Comment by malshe
4 years ago
Yes, the author has shared the link to R package here:
https://cran.r-project.org/web/packages/XICOR/index.html
Edit: R code from Dr. Chatterjee's Stanford page is here - https://souravchatterjee.su.domains//xi.R
If you have never worked with R, the code seems clunky so I suggest checking out Python implementation on Github here:
https://github.com/czbiohub/xicor
The Python library is not from the original author though. But it's easy to read the code and it works with pandas as well.
If anyone is interested, I've also published a Go implementation [1] of the code for float64 slices.
Results seem to exactly match the R and Python implementation, so there will be a second pass focusing on performance, stability and support for categorical variables.

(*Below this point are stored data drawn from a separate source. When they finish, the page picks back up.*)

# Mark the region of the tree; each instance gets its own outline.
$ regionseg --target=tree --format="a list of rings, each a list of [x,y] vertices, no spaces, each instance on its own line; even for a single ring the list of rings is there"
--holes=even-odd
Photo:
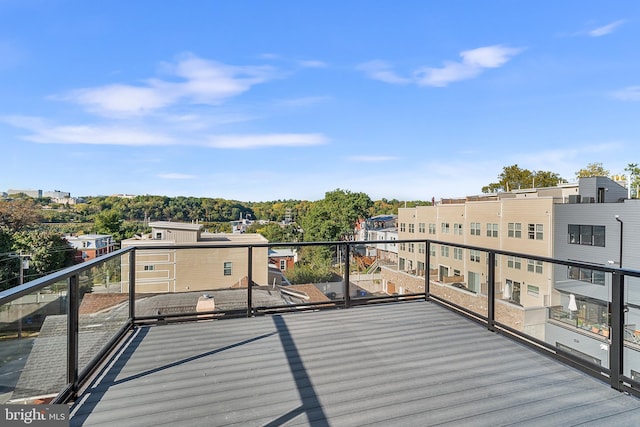
[[[337,241],[352,237],[358,219],[368,216],[373,202],[365,193],[337,189],[314,202],[300,218],[305,241]]]
[[[602,163],[589,163],[585,168],[576,172],[576,178],[588,178],[591,176],[609,176],[609,171],[602,166]]]
[[[40,207],[31,198],[0,200],[0,227],[15,232],[34,227],[41,219]]]
[[[555,172],[536,171],[522,169],[517,164],[505,166],[498,175],[498,182],[492,182],[482,187],[483,193],[495,193],[497,191],[511,191],[520,188],[555,187],[567,182]]]
[[[120,236],[122,218],[119,212],[115,210],[102,211],[95,216],[94,223],[94,228],[97,233],[111,234],[116,240],[122,240]]]
[[[31,255],[25,281],[73,265],[74,249],[62,236],[51,231],[36,229],[14,233],[12,249]]]
[[[631,195],[632,197],[640,198],[638,194],[638,188],[640,187],[640,167],[638,167],[637,163],[629,163],[626,168],[624,168],[627,172],[629,172],[629,176],[631,177]]]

[1] https://github.com/tpaschalis/xicor-go
The current version of the python lib seems to be extremely badly written code. Or is the algo so bad ? Takes something like 21s to compute the correlation for just 10k samples.
This issue contains simple code that is claimed to be >300x faster: https://github.com/czbiohub/xicor/issues/17
Thanks for locating the solution. I didn’t check the Python code myself so I wasn’t sure what was going on with the slow processing
Thanks, the Python code is very clear and simple and makes it super easy to understand the idea without having to digest the paper.